It was about as complete a floorer as I ever wished to get. All the way along, I had been planning which way to break it to him. I turned from the door, whistling and thinking. Should I go after him to Brighton? I had the money, and the time, why should I not do so? Heaven alone knew how much depended upon Tod’s being released from trouble; Heaven alone knew what desperate course he might take in his shame, if not released from it.

Dropping a note to Tod, saying I should be out for the day, and getting a porter to take it up, I made the best of my way to the nearest Brighton station, and found a train just starting. Brighton was a large place, and they could not tell me at the Tavistock what hotel Mr. Brandon was staying at; except that one of the waiters “thought” it might be the Old Ship. And that’s where I first went, on arrival.

No. No one of the name of Brandon was at the Old Ship. So there I was, like an owl in a desert, wondering where to go next.

And how many hotels and inns I tried before I found him, it would be impossible to remember now. One of the last was up Kemp Town way—the Royal Crescent Hotel.

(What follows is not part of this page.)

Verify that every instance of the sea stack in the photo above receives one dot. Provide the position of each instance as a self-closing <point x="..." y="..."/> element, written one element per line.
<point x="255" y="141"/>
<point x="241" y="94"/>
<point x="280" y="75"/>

“Is Mr. Brandon staying here?”

“Mr. Brandon of Warwickshire? Yes, sir.”

It was so very unexpected an answer after all the failures, that I hardly believed my own ears. Mr. Brandon was not well, the waiter added: suffering from cold and sore throat—but he supposed I could see him. I answered that I must see him; I had come all the way from London on purpose.

Old Brandon was sitting in a long room, with a bow-window looking out on the sea; some broth at his elbow, and a yellow silk handkerchief resting cornerwise on his head.

“Mr. Ludlow, sir,” said the waiter. And he dropped the spoon into the broth, and stared at me as if I were an escaped lunatic.

“Why!—you! What on earth brings you here, Johnny Ludlow?”